In the Backcountry, nailing the Perfect Line might be the best run you’ll never have. Like the Holy Grail, the search for the Perfect Line can be maddeningly elusive. Just when you think you’ve skied it, a bit of doubt begins to creep in before the buzz of the last one has begun to mellow. “ Well yeah, that one was good, but what if there’s something that’s even better out there? True, today was incredible, maybe tomorrow will be even better?!” It’s thoughts like these that drive the dreams and imaginations of skiers and keep us coming back for more. Symptoms of the search include repeated years of skiing, increased anticipation of winter and difficulty in selecting just one “Best Run of My Life” from a lifetime of intense memories.

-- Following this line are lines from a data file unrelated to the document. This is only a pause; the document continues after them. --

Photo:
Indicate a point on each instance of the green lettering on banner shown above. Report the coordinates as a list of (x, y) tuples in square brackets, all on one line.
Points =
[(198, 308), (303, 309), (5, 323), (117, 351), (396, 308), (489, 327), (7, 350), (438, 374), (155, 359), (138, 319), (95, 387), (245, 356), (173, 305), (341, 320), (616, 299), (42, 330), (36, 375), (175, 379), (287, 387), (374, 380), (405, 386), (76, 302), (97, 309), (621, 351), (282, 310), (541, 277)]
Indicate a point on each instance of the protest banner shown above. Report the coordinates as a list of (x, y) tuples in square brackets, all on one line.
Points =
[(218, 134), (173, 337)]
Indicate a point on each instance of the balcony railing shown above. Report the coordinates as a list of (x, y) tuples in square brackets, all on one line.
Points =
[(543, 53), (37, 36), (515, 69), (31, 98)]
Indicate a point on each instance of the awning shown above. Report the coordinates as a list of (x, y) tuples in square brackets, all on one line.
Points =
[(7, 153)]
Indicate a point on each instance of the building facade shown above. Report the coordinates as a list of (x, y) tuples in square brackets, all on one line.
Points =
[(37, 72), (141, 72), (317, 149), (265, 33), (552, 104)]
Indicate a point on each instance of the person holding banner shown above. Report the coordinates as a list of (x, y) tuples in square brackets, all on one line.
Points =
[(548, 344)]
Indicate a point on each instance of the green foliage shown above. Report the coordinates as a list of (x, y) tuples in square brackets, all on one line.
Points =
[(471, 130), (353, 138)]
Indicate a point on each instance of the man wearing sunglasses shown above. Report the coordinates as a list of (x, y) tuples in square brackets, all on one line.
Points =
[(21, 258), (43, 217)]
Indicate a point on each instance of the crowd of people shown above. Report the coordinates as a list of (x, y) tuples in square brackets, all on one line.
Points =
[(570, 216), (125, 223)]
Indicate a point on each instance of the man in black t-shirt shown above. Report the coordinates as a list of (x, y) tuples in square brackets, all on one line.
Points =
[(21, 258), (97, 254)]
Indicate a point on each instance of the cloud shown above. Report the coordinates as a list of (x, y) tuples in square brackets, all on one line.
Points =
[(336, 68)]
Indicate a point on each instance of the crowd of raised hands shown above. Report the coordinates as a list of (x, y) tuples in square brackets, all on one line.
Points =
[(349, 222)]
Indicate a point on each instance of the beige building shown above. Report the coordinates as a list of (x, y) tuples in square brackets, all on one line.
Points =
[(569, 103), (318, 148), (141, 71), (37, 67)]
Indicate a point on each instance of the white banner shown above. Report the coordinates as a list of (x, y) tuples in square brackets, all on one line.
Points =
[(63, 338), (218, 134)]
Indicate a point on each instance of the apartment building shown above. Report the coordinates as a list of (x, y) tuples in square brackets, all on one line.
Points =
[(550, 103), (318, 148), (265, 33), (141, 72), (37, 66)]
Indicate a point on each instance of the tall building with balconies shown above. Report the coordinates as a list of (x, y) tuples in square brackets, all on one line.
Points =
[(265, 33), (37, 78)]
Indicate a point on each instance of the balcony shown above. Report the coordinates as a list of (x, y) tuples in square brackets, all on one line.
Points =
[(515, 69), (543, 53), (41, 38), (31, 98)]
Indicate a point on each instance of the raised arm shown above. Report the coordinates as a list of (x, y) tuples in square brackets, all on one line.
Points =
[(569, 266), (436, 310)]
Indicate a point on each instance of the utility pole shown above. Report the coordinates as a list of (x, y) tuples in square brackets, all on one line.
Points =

To further complicate the search, the description of the Perfect Line is always changing. It might start out as just making it down your local hill without falling, then morph into a set of peak-to-valley linked turns, then a set of peak-to-valley tracks with NO turns, then riding the same thing backwards with blind air off a cliff thrown in for good measure. Or, after years of been-there-done-that skiing, it might just be the gift of a perfect day with a close group of friends.
We’ve included four essays this year to help illustrate that point. Covering opposite ends of the spectrum, one details the first time experience of a backcountry virgin, while another describes the first descent of Mt. Hunter - “North America’s most difficult 14,000’ peak.”* In case these cause you to lose perspective on the dangers involved with the sport, we also have two avalanche accounts: one from the bottom digging out, and the other from above digging down. These inspired writings are testimony that the quest will never end, and the Perfect Lines of today will merely serve as kickers for the even better ones of tomorrow.
The Perfect Line awaits for those that go out and find it, and while it may be a lifetime quest in vain, one thing is assured: you’ll have fun in the process, meet new friends along the way and ski a hell of a lot of powder before you die.